1 of 1

aviary.litqa

LitQA2 environment implemented with aviary, allowing agents to perform question answering on the LitQA dataset.

LitQA (now legacy) is a dataset composed from 50 multiple-choice questions from recent literature. It is designed to test the LLM's the ability to retrieve information outside of the pre-training corpus. To ensure the questions are not in the pre-training corpus, the questions were collected from scientific papers published after September 2021 -- cut-off date of GPT-4's training data.

LitQA2 is part of the LAB-Bench dataset. LitQA2 contains 248 multiple-choice questions from the literature and was created ensuring that the questions cannot be answered by recalling from the pre-training corpus only. It considered scientific paper published within 36 months from the data of its publication. Therefore, LitQA2 is considered a scientific RAG dataset.

Installation

To install the LitQA environment, run:

pip install fhaviary[litqa]

Usage

In litqa/env.py, you will find:

GradablePaperQAEnvironment: an environment that can grade answers given an evaluation function.

And in litqa/task.py, you will find:

LitQAv2TaskDataset: a task dataset designed to pull LitQA v2 from Hugging Face, and create one GradablePaperQAEnvironment per question

Here is an example of how to use them:

import os

from ldp.agent import SimpleAgent
from ldp.alg import Evaluator, EvaluatorConfig, MeanMetricsCallback
from paperqa import Settings

from aviary.env import TaskDataset
from aviary.envs.litqa.task import TASK_DATASET_NAME


async def evaluate(folder_of_litqa_v2_papers: str | os.PathLike) -> None:
    settings = Settings(paper_directory=folder_of_litqa_v2_papers)
    dataset = TaskDataset.from_name(TASK_DATASET_NAME, settings=settings)
    metrics_callback = MeanMetricsCallback(eval_dataset=dataset)

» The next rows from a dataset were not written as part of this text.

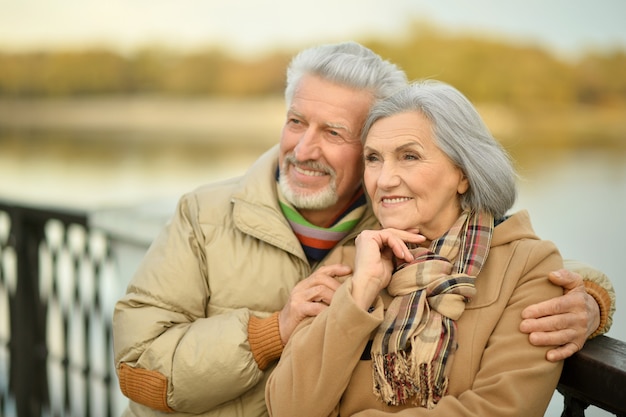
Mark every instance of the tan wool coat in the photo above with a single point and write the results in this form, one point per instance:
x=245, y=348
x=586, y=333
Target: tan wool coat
x=496, y=371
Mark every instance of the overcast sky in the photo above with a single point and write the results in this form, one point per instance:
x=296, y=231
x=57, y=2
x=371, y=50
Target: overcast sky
x=566, y=26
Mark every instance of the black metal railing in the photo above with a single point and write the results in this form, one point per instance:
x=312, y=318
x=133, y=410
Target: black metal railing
x=55, y=333
x=55, y=325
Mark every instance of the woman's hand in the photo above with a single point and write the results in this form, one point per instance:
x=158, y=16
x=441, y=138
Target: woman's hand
x=376, y=251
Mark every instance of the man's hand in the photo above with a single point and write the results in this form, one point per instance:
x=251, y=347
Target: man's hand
x=566, y=321
x=310, y=297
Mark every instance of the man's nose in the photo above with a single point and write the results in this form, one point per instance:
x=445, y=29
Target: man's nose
x=309, y=145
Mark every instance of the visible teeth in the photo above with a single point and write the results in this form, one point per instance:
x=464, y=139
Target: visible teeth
x=311, y=173
x=395, y=200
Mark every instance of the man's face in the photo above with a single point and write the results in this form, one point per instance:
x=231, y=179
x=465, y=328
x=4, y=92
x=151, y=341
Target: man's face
x=320, y=149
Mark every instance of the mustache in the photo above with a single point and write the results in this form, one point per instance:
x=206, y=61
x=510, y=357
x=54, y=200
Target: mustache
x=314, y=165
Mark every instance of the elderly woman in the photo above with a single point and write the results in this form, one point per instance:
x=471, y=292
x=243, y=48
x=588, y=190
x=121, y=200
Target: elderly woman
x=428, y=323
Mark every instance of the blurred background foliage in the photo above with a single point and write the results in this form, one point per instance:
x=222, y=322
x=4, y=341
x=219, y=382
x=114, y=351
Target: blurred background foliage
x=486, y=70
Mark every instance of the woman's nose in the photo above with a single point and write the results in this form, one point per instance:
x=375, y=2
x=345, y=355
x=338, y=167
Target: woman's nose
x=388, y=176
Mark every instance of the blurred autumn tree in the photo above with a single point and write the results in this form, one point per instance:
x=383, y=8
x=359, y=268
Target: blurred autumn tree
x=486, y=70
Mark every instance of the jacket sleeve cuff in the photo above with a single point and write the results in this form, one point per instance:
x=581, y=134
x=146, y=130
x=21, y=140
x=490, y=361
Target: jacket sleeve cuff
x=603, y=299
x=264, y=338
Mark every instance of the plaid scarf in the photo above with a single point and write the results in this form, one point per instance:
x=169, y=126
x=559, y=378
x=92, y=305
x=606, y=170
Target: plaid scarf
x=318, y=241
x=415, y=345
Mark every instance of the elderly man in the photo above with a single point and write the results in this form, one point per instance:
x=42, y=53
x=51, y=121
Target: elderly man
x=237, y=268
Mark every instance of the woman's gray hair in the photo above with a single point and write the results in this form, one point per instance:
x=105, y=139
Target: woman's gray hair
x=461, y=134
x=349, y=64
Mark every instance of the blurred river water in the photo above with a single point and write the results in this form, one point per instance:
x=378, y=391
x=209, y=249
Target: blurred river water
x=110, y=154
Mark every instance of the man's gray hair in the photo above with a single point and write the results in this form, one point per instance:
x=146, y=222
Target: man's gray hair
x=461, y=134
x=348, y=64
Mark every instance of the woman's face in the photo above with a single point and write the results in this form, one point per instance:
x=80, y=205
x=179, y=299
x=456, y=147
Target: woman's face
x=412, y=184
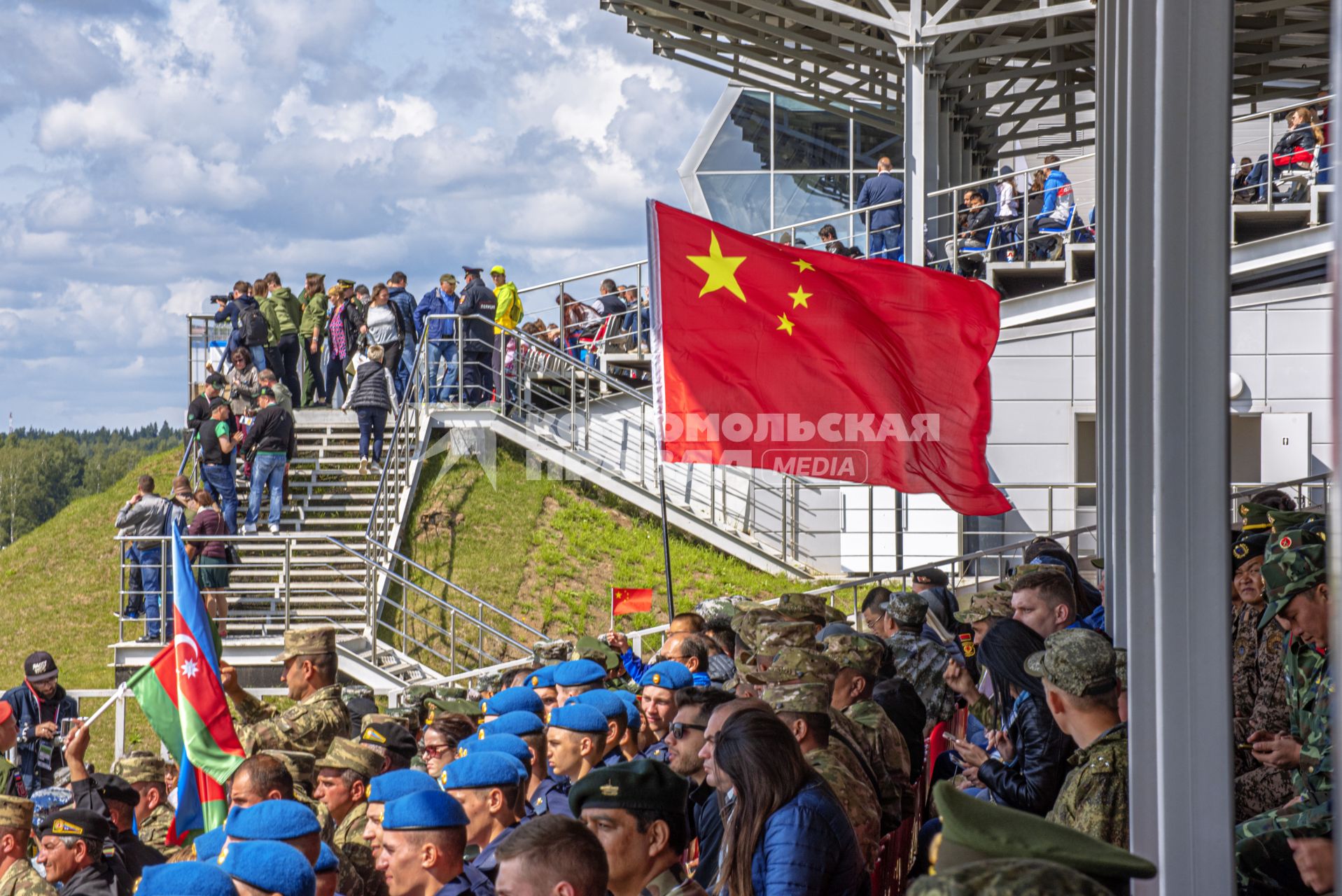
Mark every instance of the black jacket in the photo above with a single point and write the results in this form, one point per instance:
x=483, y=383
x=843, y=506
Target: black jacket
x=1033, y=781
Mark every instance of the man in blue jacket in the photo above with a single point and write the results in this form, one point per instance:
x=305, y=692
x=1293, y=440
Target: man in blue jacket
x=439, y=338
x=39, y=704
x=885, y=225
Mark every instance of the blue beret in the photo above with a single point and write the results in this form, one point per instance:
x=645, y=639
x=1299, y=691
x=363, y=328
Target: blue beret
x=576, y=672
x=272, y=820
x=326, y=860
x=578, y=718
x=424, y=811
x=209, y=844
x=515, y=723
x=270, y=865
x=484, y=769
x=543, y=678
x=183, y=878
x=603, y=702
x=506, y=743
x=513, y=701
x=395, y=785
x=669, y=675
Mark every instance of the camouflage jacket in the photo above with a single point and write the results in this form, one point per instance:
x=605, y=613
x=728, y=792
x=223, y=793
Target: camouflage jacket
x=857, y=799
x=307, y=726
x=1094, y=796
x=22, y=879
x=921, y=663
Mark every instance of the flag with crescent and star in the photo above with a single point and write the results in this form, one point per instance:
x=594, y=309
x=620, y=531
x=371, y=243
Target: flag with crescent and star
x=818, y=365
x=183, y=698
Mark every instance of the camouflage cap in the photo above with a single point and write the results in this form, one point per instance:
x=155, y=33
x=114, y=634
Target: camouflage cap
x=141, y=769
x=808, y=696
x=1077, y=662
x=314, y=641
x=906, y=608
x=983, y=606
x=15, y=812
x=855, y=652
x=1295, y=561
x=349, y=755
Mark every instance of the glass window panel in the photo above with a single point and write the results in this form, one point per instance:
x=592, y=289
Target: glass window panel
x=740, y=202
x=808, y=137
x=743, y=143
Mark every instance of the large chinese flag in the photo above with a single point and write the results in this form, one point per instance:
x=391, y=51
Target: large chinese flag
x=819, y=365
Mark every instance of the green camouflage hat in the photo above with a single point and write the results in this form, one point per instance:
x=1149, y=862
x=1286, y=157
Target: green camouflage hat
x=1295, y=562
x=857, y=652
x=808, y=696
x=1077, y=662
x=983, y=606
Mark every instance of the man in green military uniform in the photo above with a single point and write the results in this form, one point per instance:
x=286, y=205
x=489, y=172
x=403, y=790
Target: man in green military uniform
x=1295, y=575
x=342, y=778
x=319, y=717
x=1077, y=667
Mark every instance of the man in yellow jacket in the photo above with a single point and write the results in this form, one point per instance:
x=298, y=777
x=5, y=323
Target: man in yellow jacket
x=509, y=314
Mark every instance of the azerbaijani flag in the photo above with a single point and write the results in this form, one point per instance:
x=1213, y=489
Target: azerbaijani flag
x=184, y=702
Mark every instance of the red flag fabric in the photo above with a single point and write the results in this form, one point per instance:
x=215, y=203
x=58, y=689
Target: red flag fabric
x=820, y=365
x=631, y=600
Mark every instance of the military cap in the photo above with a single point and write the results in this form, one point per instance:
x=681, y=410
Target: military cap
x=302, y=766
x=513, y=701
x=550, y=652
x=603, y=702
x=181, y=878
x=974, y=830
x=808, y=696
x=15, y=812
x=424, y=811
x=348, y=755
x=398, y=784
x=986, y=606
x=906, y=608
x=516, y=723
x=314, y=641
x=141, y=769
x=484, y=769
x=578, y=672
x=272, y=820
x=578, y=718
x=77, y=822
x=395, y=738
x=508, y=743
x=1295, y=561
x=669, y=675
x=855, y=652
x=643, y=785
x=1077, y=662
x=270, y=867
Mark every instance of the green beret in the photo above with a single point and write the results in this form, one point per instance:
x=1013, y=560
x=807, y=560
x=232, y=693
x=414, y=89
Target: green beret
x=646, y=785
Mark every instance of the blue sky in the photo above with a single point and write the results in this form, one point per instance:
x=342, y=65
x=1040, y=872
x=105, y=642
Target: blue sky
x=153, y=152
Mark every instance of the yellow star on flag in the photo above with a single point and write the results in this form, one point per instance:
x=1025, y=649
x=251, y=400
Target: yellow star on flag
x=721, y=269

    evaluator = Evaluator(
        config=EvaluatorConfig(batch_size=3),
        agent=SimpleAgent(),
        dataset=dataset,
        callbacks=[metrics_callback],
    )
    await evaluator.evaluate()

    print(metrics_callback.eval_means)

References

[1] Lála et al. PaperQA: Retrieval-Augmented Generative Agent for Scientific Research. ArXiv:2312.07559, 2023.

[2] Skarlinski et al. Language agents achieve superhuman synthesis of scientific knowledge. ArXiv:2409.13740, 2024.

[3] Laurent et al. LAB-Bench: Measuring Capabilities of Language Models for Biology Research. ArXiv:2407.10362, 2024.